If it's lazy, annoying vocabulary that we're aiming to tackle, then how about we ask a few teenagers from major universities up and down the country how their weekend was? How many will break out into beautiful prose to describe their Saturday night hammering Jagerbombs in the local 'Spoons, bolstering complex sentences with similes, chucking in the odd Latin phrase? No, you'd get "It was LITERALLY AMAZING!". In fact, if you've been anywhere near a recent uni graduate in the past hour it's likely you'll have heard the word 'literally' close to 100 times already, with casual disregard of what the word actually means. But of course that's not a problem when the tabloids are busy handing out pub-justice to menacing 'hoody' culture.

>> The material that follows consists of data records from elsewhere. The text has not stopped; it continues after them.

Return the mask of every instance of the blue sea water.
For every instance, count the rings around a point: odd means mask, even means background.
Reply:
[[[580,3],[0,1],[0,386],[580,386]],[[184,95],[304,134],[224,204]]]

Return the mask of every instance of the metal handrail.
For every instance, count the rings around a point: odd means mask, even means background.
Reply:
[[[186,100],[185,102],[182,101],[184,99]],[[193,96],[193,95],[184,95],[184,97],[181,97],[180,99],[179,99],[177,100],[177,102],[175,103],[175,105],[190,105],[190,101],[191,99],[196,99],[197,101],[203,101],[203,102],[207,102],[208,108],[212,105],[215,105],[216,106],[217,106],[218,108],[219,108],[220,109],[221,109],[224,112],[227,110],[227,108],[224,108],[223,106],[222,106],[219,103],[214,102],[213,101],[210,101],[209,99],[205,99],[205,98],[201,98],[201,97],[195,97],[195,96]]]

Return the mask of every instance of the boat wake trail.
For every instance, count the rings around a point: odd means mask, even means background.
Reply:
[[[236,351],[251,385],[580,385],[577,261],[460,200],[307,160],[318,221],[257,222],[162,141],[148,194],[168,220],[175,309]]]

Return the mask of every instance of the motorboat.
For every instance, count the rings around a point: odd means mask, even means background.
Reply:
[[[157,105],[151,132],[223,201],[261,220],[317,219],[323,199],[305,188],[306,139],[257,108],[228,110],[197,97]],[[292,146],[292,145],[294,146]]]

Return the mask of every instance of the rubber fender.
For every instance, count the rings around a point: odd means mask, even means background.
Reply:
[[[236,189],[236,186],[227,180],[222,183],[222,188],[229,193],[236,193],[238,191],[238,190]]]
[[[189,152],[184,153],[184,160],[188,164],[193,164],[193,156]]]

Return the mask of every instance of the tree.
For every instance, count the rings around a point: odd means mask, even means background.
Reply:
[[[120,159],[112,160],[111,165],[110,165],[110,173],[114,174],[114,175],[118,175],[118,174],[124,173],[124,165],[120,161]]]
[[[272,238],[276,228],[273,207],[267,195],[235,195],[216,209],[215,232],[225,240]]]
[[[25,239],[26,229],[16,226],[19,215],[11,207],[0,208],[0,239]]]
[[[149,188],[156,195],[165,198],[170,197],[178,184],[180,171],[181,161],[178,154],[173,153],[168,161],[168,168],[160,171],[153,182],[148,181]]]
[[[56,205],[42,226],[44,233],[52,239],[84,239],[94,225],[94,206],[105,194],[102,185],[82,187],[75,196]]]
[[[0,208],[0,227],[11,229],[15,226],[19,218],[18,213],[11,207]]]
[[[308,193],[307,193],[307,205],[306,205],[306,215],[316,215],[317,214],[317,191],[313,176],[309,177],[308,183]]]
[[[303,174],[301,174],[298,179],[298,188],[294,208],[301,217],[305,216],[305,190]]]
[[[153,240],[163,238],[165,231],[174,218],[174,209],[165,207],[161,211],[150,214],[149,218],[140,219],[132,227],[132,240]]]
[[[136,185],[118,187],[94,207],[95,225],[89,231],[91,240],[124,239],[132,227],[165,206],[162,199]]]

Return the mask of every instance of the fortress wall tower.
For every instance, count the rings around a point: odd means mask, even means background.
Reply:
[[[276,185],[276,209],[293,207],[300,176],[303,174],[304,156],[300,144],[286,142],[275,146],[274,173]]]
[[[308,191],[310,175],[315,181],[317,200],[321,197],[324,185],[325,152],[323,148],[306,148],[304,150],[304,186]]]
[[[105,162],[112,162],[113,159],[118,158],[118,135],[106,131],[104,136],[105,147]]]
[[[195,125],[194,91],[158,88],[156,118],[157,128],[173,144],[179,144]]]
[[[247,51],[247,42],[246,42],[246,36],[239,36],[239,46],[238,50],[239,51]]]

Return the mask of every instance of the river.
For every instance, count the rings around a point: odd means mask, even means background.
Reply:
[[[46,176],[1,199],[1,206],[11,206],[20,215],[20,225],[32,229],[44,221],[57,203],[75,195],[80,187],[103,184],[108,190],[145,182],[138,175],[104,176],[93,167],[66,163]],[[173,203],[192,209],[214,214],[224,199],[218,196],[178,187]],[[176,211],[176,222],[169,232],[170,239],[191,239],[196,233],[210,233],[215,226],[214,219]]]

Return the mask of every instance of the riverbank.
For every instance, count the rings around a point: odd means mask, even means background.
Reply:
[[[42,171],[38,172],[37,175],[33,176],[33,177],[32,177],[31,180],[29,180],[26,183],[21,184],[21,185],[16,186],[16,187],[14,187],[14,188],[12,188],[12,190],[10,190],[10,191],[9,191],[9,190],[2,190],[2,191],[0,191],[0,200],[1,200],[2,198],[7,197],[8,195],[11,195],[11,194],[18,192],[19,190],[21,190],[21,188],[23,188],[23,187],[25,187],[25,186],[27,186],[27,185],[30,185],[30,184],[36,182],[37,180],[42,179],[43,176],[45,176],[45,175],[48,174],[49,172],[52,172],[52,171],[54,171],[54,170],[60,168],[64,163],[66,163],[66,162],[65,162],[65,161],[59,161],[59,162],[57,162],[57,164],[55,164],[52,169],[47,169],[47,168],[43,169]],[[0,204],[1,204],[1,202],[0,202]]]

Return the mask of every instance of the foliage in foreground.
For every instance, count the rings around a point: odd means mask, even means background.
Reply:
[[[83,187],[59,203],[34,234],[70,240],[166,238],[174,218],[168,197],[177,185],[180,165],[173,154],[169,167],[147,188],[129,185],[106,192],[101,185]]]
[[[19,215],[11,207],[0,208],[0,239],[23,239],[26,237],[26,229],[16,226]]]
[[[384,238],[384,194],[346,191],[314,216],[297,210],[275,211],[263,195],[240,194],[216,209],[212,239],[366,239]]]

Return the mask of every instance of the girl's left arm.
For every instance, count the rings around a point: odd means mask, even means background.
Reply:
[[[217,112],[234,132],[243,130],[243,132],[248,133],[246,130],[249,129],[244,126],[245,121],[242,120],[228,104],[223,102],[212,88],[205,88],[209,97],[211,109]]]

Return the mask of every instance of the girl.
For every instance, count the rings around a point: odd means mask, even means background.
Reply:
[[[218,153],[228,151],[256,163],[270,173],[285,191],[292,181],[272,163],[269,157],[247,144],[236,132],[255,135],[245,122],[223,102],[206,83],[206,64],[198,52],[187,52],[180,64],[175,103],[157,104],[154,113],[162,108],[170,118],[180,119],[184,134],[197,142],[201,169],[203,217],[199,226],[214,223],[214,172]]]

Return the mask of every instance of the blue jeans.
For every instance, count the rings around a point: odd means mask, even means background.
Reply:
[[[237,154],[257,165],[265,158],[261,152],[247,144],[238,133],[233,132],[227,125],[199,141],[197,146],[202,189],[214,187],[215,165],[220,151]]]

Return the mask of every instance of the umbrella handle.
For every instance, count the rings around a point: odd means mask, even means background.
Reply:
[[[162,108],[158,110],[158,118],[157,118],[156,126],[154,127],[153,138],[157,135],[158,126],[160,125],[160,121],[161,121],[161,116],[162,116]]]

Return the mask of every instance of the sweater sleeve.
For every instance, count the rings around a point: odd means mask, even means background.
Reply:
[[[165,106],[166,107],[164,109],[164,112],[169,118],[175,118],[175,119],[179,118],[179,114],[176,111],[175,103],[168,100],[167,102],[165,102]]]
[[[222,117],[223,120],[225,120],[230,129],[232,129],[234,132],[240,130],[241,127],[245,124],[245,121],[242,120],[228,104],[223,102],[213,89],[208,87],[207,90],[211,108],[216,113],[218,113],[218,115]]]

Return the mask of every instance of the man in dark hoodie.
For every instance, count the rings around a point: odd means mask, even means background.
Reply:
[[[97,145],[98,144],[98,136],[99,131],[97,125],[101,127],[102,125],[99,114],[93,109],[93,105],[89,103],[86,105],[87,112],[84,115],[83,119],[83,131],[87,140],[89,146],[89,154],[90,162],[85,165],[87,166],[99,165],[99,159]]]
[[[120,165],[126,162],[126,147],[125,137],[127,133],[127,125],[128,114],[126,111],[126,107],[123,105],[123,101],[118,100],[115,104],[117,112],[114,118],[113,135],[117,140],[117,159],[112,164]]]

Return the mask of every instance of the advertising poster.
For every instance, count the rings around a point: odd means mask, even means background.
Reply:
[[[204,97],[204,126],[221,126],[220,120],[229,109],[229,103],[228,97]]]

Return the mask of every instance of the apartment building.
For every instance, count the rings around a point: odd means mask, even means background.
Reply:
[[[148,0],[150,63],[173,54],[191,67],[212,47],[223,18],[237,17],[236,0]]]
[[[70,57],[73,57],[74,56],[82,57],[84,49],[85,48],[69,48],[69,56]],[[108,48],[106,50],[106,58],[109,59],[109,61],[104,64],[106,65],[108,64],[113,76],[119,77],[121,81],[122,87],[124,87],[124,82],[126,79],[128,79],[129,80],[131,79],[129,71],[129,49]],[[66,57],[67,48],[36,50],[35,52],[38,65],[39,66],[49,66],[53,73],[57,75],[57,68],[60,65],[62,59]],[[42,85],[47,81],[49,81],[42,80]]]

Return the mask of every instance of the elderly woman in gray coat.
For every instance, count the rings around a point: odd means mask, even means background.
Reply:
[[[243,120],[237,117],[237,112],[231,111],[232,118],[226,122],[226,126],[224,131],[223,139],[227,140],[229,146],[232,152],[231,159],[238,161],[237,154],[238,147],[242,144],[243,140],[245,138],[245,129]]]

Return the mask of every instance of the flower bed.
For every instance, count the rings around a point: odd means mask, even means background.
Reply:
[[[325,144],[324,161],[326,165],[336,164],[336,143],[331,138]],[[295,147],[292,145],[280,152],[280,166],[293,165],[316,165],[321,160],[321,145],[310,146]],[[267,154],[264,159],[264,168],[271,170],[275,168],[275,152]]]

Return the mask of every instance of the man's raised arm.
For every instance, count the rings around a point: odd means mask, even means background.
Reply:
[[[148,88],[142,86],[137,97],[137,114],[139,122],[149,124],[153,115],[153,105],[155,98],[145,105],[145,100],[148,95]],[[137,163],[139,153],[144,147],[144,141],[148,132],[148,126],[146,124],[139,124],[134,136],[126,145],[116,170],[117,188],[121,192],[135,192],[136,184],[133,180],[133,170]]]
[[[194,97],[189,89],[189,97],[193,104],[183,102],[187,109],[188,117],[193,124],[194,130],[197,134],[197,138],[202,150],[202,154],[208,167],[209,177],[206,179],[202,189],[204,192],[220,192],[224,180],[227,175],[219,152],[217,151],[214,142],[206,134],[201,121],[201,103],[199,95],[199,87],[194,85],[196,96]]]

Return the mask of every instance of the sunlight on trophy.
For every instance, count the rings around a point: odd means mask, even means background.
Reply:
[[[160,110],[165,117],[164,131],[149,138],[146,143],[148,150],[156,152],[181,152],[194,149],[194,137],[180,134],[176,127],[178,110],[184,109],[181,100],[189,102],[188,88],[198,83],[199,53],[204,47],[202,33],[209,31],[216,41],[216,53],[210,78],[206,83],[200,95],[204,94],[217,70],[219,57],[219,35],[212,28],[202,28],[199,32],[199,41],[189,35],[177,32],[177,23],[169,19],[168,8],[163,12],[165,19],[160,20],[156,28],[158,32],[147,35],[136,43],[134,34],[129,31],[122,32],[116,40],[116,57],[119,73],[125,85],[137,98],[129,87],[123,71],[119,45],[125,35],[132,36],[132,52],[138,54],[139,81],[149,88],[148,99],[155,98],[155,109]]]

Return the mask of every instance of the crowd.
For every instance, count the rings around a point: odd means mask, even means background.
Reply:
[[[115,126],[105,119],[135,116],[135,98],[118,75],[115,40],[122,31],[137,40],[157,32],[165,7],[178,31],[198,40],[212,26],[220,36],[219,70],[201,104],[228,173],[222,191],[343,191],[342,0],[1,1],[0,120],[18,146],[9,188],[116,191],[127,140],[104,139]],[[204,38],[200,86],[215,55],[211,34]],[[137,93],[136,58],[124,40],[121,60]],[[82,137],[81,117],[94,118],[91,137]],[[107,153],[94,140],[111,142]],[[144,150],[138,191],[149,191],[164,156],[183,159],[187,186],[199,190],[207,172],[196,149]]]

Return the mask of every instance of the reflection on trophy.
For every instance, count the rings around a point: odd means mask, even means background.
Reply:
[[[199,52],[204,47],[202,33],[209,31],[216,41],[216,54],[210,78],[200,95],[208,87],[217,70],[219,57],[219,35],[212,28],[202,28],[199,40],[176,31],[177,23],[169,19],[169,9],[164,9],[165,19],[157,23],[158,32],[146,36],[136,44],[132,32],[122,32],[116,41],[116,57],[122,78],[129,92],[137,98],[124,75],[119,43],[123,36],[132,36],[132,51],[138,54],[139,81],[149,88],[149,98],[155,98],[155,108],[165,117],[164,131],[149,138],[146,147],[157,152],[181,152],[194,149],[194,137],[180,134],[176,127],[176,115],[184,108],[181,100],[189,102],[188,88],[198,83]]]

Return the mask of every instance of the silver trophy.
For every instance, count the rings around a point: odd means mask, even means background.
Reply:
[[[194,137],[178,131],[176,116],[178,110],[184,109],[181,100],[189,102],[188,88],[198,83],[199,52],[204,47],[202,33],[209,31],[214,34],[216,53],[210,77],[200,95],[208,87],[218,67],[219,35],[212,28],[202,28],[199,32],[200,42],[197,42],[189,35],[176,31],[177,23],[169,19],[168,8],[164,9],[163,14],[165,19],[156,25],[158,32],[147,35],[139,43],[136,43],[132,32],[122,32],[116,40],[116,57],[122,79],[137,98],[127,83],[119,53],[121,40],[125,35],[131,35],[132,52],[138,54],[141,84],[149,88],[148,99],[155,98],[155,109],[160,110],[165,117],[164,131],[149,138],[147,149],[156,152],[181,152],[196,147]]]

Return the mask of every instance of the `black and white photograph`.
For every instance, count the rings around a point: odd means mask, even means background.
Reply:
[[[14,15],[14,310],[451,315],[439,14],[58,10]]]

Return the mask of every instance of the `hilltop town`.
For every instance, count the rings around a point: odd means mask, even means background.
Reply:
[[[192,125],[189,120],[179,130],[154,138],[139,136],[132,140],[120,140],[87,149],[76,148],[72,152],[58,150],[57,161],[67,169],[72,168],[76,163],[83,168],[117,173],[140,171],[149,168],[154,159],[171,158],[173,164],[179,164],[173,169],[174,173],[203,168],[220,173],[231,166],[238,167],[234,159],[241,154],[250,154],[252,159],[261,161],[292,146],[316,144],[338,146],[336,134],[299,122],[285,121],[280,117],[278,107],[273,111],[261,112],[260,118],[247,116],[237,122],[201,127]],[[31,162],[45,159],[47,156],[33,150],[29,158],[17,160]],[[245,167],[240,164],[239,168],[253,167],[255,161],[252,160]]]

If the educated Twitterati can decapitate their words willy nilly without getting totes emosh about it, why do we have such spiteful outrage reserved for kids on the street shortening isn't it to 'innit'? And is there any reason whatsoever to stop children using a word like 'bare'? These aren't grammar issues, they aim not to teach our young about language, but to suppress a culture which the ruling class don't approve of or understand.

Finally, a message to the pupils of Upper Norwood Academy: the English language is one of the most useful and enjoyable things you will ever learn, but as with any means of creative expression, the 'rules' can always be broken. Don't accept that you're lazy, show your intelligence and be proud of how you speak.